Mississippi's "moral refusal" law as model--and possibilities for even worse laws
As it is, thanks to the Mississippi law, Jackson Women's Health Organization no longer performs abortion, therapeutic or otherwise, after sixteen weeks--after this, women who require abortions for medical reasons must essentially be medevaced to either Birmingham, AL, or Nashville, TN. Between "moral refusal" (which means that literally no hospital in the state will perform even therapeutic abortion--all are "moral refusers") and other facilities having to shut down, JWHO is the last in line.
And Mississippi--and its "moral refusal" law and hostile environment where the right to choose is dying the death of a thousand cuts--is outright hailed as a model for the nation by dominionists. Operation Save America and Pharmacists for Life International have both used the Mississippi law as a model, and in fact a proposed Wisconsin bill would go even further.
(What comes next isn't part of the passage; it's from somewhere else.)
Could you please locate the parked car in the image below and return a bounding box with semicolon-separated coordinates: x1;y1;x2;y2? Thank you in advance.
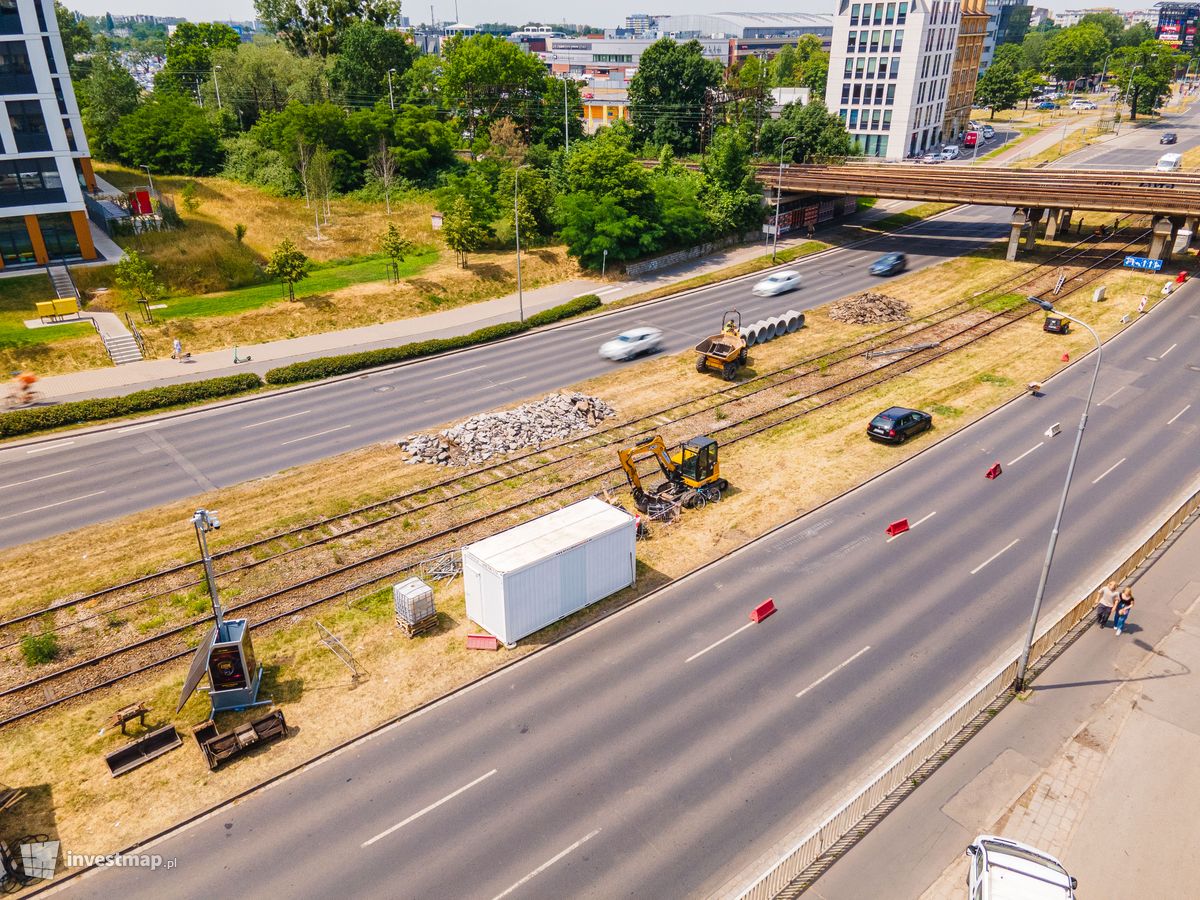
866;407;934;444
600;325;662;361
870;253;908;275
750;269;800;296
At least one domionionist anti-reproductive-health group called "Americans United for Life" also distributes model legislation; they explicitly promote Mississippi's "moral refusal" law as the appropriate model for the US.
There is probably a reason for this--namely, it would appear that Americans United for Life's model bill was used verbatim as the basis of Mississippi's "moral refusal" law.
Make no mistake, though--dominionists actually consider the situation in Mississippi just the beginning. The state is still criticised for not outright banning the prescription of mifepristone, better known as RU-486 (no matter that thanks to the existing regs on facilities performing abortions, the only place you can get it is at JWHC).